Realising the transformative potential of GenAI requires investing in personnel across capability areas. This means recruiting top AI talent and scientists to construct advanced defence-tailored autonomous systems, reskilling service members across domains to integrate these tools, and identifying existing military occupational series that may no longer be relevant and new ones still to be created. AI-enabled warfare is already here; we need allied military personnel who can deliver AI effects.

New opportunities with GenAI will also create new challenges that will require new defences, including known threats like disinformation, cyber, and biological agents. GenAI models will increasingly lower the threshold of action for malign actors, old and new. Our nations must actively identify the threats that AI will change and the new vectors of attack it will create and start building defences now.

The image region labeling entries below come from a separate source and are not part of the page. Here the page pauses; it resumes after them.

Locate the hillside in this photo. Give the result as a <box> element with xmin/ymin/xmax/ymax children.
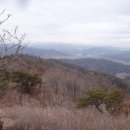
<box><xmin>0</xmin><ymin>55</ymin><xmax>130</xmax><ymax>130</ymax></box>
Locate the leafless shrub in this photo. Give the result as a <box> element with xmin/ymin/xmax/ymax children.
<box><xmin>0</xmin><ymin>10</ymin><xmax>25</xmax><ymax>72</ymax></box>
<box><xmin>1</xmin><ymin>107</ymin><xmax>130</xmax><ymax>130</ymax></box>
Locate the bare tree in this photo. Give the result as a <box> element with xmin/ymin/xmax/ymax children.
<box><xmin>0</xmin><ymin>10</ymin><xmax>25</xmax><ymax>76</ymax></box>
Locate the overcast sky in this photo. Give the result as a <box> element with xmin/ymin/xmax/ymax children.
<box><xmin>0</xmin><ymin>0</ymin><xmax>130</xmax><ymax>47</ymax></box>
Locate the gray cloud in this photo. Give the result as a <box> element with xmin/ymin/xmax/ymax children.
<box><xmin>0</xmin><ymin>0</ymin><xmax>130</xmax><ymax>46</ymax></box>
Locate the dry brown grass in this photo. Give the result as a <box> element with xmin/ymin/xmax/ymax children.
<box><xmin>3</xmin><ymin>106</ymin><xmax>130</xmax><ymax>130</ymax></box>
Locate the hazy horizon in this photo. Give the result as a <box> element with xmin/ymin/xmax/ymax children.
<box><xmin>0</xmin><ymin>0</ymin><xmax>130</xmax><ymax>48</ymax></box>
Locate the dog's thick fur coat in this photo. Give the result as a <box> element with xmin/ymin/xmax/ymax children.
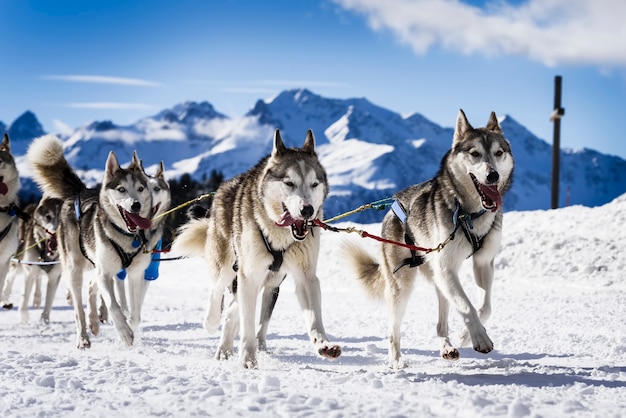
<box><xmin>172</xmin><ymin>130</ymin><xmax>341</xmax><ymax>368</ymax></box>
<box><xmin>4</xmin><ymin>196</ymin><xmax>62</xmax><ymax>326</ymax></box>
<box><xmin>344</xmin><ymin>110</ymin><xmax>514</xmax><ymax>368</ymax></box>
<box><xmin>0</xmin><ymin>133</ymin><xmax>20</xmax><ymax>306</ymax></box>
<box><xmin>27</xmin><ymin>135</ymin><xmax>153</xmax><ymax>348</ymax></box>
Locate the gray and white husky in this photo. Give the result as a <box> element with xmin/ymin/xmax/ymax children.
<box><xmin>344</xmin><ymin>110</ymin><xmax>514</xmax><ymax>368</ymax></box>
<box><xmin>172</xmin><ymin>130</ymin><xmax>341</xmax><ymax>368</ymax></box>
<box><xmin>4</xmin><ymin>196</ymin><xmax>62</xmax><ymax>325</ymax></box>
<box><xmin>27</xmin><ymin>135</ymin><xmax>152</xmax><ymax>348</ymax></box>
<box><xmin>0</xmin><ymin>133</ymin><xmax>20</xmax><ymax>308</ymax></box>
<box><xmin>111</xmin><ymin>161</ymin><xmax>172</xmax><ymax>322</ymax></box>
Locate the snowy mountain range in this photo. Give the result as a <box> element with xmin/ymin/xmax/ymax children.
<box><xmin>0</xmin><ymin>89</ymin><xmax>626</xmax><ymax>222</ymax></box>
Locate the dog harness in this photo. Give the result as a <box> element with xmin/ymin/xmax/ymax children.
<box><xmin>233</xmin><ymin>228</ymin><xmax>285</xmax><ymax>273</ymax></box>
<box><xmin>391</xmin><ymin>197</ymin><xmax>487</xmax><ymax>273</ymax></box>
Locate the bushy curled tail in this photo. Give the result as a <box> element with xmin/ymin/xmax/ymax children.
<box><xmin>172</xmin><ymin>218</ymin><xmax>209</xmax><ymax>257</ymax></box>
<box><xmin>341</xmin><ymin>242</ymin><xmax>385</xmax><ymax>299</ymax></box>
<box><xmin>26</xmin><ymin>134</ymin><xmax>85</xmax><ymax>199</ymax></box>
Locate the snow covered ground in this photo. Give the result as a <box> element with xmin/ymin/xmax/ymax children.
<box><xmin>0</xmin><ymin>196</ymin><xmax>626</xmax><ymax>418</ymax></box>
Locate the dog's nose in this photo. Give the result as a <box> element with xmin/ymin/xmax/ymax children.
<box><xmin>300</xmin><ymin>205</ymin><xmax>314</xmax><ymax>219</ymax></box>
<box><xmin>487</xmin><ymin>170</ymin><xmax>500</xmax><ymax>184</ymax></box>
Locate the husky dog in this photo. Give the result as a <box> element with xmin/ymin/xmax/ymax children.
<box><xmin>27</xmin><ymin>135</ymin><xmax>152</xmax><ymax>348</ymax></box>
<box><xmin>172</xmin><ymin>130</ymin><xmax>341</xmax><ymax>368</ymax></box>
<box><xmin>344</xmin><ymin>110</ymin><xmax>514</xmax><ymax>368</ymax></box>
<box><xmin>0</xmin><ymin>133</ymin><xmax>23</xmax><ymax>308</ymax></box>
<box><xmin>4</xmin><ymin>196</ymin><xmax>62</xmax><ymax>325</ymax></box>
<box><xmin>109</xmin><ymin>161</ymin><xmax>171</xmax><ymax>322</ymax></box>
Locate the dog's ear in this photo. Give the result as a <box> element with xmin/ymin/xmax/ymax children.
<box><xmin>106</xmin><ymin>151</ymin><xmax>121</xmax><ymax>176</ymax></box>
<box><xmin>128</xmin><ymin>150</ymin><xmax>143</xmax><ymax>173</ymax></box>
<box><xmin>154</xmin><ymin>160</ymin><xmax>165</xmax><ymax>178</ymax></box>
<box><xmin>0</xmin><ymin>132</ymin><xmax>11</xmax><ymax>152</ymax></box>
<box><xmin>486</xmin><ymin>112</ymin><xmax>502</xmax><ymax>134</ymax></box>
<box><xmin>302</xmin><ymin>129</ymin><xmax>315</xmax><ymax>154</ymax></box>
<box><xmin>272</xmin><ymin>129</ymin><xmax>287</xmax><ymax>157</ymax></box>
<box><xmin>452</xmin><ymin>109</ymin><xmax>474</xmax><ymax>147</ymax></box>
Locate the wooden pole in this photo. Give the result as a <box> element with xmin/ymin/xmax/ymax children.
<box><xmin>550</xmin><ymin>75</ymin><xmax>565</xmax><ymax>209</ymax></box>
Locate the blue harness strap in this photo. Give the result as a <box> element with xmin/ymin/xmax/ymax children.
<box><xmin>391</xmin><ymin>200</ymin><xmax>425</xmax><ymax>273</ymax></box>
<box><xmin>117</xmin><ymin>240</ymin><xmax>163</xmax><ymax>281</ymax></box>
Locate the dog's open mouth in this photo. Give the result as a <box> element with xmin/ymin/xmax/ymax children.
<box><xmin>0</xmin><ymin>176</ymin><xmax>9</xmax><ymax>195</ymax></box>
<box><xmin>150</xmin><ymin>202</ymin><xmax>161</xmax><ymax>218</ymax></box>
<box><xmin>46</xmin><ymin>235</ymin><xmax>58</xmax><ymax>257</ymax></box>
<box><xmin>470</xmin><ymin>173</ymin><xmax>502</xmax><ymax>212</ymax></box>
<box><xmin>117</xmin><ymin>206</ymin><xmax>152</xmax><ymax>232</ymax></box>
<box><xmin>275</xmin><ymin>206</ymin><xmax>309</xmax><ymax>241</ymax></box>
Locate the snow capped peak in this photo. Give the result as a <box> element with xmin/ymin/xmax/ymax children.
<box><xmin>10</xmin><ymin>88</ymin><xmax>626</xmax><ymax>222</ymax></box>
<box><xmin>86</xmin><ymin>120</ymin><xmax>117</xmax><ymax>132</ymax></box>
<box><xmin>152</xmin><ymin>101</ymin><xmax>227</xmax><ymax>123</ymax></box>
<box><xmin>8</xmin><ymin>110</ymin><xmax>45</xmax><ymax>142</ymax></box>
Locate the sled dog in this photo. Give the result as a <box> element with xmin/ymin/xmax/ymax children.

We are certainly headed in a direction where AI-enabled systems will battle each other, not just on the battlefield.

There is reason to be concerned that we are approaching a critical juncture when our nations will be called on to safeguard democracy across the Indo-Pacific. We should be doing everything we can to capitalise on the strategic window of opportunity that GenAI has opened for allies. If done properly, we can achieve unmatched human-machine teaming within and between our militaries to deter adversaries or, if combat becomes necessary, to win a future conflict. We have the moment, we have the willing partners in AUKUS, and we have the will to overcome any obstacle. The time for action is now.